Confundido y furioso, Alaric lanzó su magia contra el ser, pero esta se desvaneció en la oscuridad como si fuera absorbida. Entonces, las sombras comenzaron a rodearlo, susurrando palabras en un idioma antiguo que no comprendía, pero que hacían eco en su alma.
“¿No lo entiendes, Alaric?” continuó la figura. “Cada vez que has combatido la oscuridad, has dejado una parte de ti en ella. Has absorbido su esencia, y ahora eres tan oscuro como aquello que querías destruir.”
El mago retrocedió, pero era demasiado tarde. Las sombras se apoderaron de él, mostrándole todos los momentos en los que, sin darse cuenta, había proyectado odio, ira y miedo en su entorno. Las energías negativas que había absorbido, lejos de disiparse, se habían almacenado en su interior, y ahora estaban listas para tomar control.
Alaric cayó de rodillas, su mente luchando contra la revelación. Todo el tiempo que había dedicado a purificar el mal, a combatirlo sin descanso, había sido su propia caída. En su fervor, había olvidado el equilibrio y, al hacerlo, se había convertido en lo que más temía.
“El mal no se puede destruir, Alaric,” susurró la figura mientras las sombras lo consumían por completo. “Solo puede ser comprendido, equilibrado… o absorbido.”

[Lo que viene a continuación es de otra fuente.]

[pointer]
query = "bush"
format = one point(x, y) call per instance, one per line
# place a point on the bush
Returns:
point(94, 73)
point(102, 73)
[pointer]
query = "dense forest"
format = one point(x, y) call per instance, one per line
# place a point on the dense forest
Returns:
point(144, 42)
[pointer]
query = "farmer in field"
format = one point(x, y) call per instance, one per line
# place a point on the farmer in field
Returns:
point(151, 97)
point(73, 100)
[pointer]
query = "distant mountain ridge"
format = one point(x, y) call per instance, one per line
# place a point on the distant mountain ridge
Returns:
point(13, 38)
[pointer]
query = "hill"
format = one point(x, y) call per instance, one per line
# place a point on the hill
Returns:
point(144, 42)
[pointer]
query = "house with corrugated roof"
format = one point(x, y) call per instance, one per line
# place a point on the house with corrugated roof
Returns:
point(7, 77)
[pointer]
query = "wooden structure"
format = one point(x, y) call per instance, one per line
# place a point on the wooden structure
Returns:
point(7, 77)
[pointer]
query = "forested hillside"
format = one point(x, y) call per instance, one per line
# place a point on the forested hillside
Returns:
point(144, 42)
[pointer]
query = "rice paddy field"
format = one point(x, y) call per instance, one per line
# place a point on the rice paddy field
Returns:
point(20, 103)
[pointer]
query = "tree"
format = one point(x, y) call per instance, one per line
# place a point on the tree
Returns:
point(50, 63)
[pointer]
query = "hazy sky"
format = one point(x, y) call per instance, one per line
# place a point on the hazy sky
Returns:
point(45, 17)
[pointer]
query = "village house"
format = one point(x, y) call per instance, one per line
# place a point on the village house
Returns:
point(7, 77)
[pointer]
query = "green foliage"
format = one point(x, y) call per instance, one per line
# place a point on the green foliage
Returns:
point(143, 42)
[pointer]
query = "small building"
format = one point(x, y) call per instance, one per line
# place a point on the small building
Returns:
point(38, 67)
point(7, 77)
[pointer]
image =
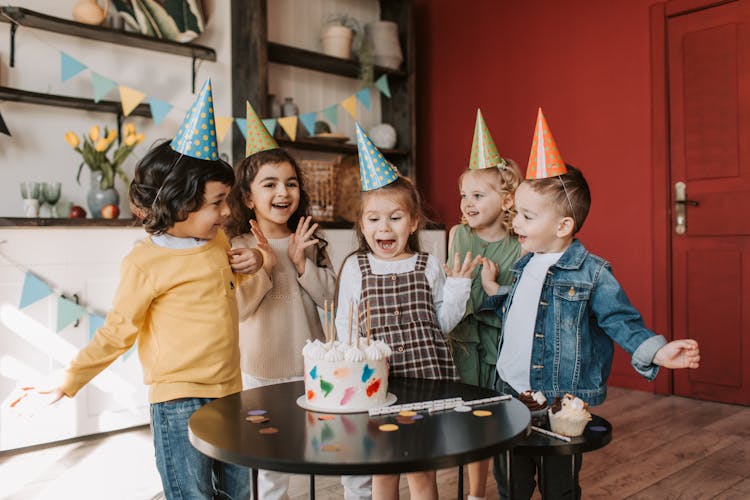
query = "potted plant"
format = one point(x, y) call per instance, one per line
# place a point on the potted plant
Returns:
point(94, 148)
point(339, 34)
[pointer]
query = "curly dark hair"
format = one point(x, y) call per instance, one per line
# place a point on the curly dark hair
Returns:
point(167, 186)
point(245, 172)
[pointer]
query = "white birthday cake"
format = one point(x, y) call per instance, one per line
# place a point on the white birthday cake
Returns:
point(342, 378)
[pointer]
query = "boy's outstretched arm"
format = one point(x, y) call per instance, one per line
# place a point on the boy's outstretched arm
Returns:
point(679, 354)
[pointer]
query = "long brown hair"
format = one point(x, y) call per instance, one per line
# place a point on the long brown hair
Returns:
point(244, 173)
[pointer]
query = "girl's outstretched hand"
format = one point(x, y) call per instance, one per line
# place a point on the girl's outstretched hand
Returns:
point(299, 241)
point(245, 260)
point(462, 269)
point(489, 274)
point(679, 354)
point(270, 256)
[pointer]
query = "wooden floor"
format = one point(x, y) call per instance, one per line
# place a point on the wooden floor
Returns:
point(662, 447)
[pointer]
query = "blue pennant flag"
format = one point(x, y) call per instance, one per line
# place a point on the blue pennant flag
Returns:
point(242, 124)
point(332, 113)
point(95, 322)
point(308, 120)
point(270, 124)
point(159, 109)
point(364, 97)
point(69, 67)
point(34, 289)
point(67, 312)
point(382, 85)
point(102, 86)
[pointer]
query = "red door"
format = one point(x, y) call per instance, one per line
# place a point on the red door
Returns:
point(708, 60)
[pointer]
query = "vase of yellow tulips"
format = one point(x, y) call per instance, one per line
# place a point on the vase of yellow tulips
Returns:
point(94, 149)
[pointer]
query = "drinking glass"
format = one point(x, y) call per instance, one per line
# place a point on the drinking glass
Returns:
point(51, 194)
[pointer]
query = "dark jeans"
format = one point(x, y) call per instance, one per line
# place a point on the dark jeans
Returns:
point(556, 481)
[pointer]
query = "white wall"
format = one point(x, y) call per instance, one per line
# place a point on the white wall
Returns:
point(37, 151)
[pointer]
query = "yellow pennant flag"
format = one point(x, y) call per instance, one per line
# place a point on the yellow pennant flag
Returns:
point(350, 104)
point(130, 99)
point(222, 126)
point(289, 124)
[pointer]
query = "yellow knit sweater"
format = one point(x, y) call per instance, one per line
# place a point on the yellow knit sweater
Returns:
point(180, 306)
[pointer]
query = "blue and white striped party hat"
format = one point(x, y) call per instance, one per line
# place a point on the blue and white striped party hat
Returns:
point(197, 135)
point(374, 170)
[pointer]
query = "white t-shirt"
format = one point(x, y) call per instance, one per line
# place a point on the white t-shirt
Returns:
point(514, 361)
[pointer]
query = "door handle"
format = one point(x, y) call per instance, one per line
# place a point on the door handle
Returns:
point(680, 204)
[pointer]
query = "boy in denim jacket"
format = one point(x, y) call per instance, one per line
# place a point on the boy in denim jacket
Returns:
point(562, 314)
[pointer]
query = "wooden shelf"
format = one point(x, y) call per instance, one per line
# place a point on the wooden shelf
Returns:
point(307, 59)
point(114, 107)
point(329, 147)
point(30, 19)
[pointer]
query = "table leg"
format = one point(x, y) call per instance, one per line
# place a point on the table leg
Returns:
point(460, 494)
point(254, 483)
point(509, 473)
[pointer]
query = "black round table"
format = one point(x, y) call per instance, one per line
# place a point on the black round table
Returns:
point(597, 434)
point(352, 444)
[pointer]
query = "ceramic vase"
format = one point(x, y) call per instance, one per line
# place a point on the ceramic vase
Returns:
point(90, 12)
point(337, 41)
point(98, 198)
point(382, 37)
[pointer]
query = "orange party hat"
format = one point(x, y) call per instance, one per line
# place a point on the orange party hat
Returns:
point(258, 138)
point(545, 160)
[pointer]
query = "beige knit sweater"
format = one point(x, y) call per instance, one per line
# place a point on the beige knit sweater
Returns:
point(274, 326)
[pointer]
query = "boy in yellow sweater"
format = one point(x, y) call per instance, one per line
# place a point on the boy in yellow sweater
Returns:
point(177, 299)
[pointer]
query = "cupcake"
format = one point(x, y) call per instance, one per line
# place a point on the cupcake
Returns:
point(537, 405)
point(568, 416)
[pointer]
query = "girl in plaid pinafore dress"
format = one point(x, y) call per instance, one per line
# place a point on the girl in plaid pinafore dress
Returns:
point(412, 303)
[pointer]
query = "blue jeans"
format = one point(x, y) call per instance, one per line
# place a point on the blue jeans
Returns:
point(186, 473)
point(556, 483)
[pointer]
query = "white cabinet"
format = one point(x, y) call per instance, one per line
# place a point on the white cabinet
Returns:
point(84, 261)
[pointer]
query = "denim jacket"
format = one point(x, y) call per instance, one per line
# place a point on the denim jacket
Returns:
point(582, 310)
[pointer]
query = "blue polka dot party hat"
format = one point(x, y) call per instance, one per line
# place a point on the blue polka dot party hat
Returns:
point(374, 170)
point(197, 135)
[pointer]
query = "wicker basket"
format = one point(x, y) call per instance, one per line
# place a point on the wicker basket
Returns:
point(319, 184)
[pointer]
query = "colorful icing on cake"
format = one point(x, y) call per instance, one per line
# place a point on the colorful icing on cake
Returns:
point(345, 378)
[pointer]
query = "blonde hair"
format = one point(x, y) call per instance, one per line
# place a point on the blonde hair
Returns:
point(504, 179)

Cuando Alaric abrió los ojos de nuevo, ya no era el mismo. La oscuridad había tomado raíz en su ser, y aunque aún poseía el poder de la luz, todo lo que proyectaba estaba teñido por las sombras. Los habitantes del bosque, al verlo regresar, creyeron que había triunfado, pero aquellos que se le acercaban demasiado notaban algo diferente. Su presencia, antes cálida y purificadora, se había vuelto fría y distante. Los espíritus oscuros ya no lo temían; lo seguían.
Y así, Alaric se convirtió en aquello que había combatido durante tanto tiempo: una fuerza que proyectaba oscuridad allí donde iba. Ahora entendía que el mal no solo había existido fuera de él, sino también dentro. Había absorbido lo que tanto odiaba, y aunque todavía luchaba por controlarlo, las sombras eran ya una parte ineludible de su ser.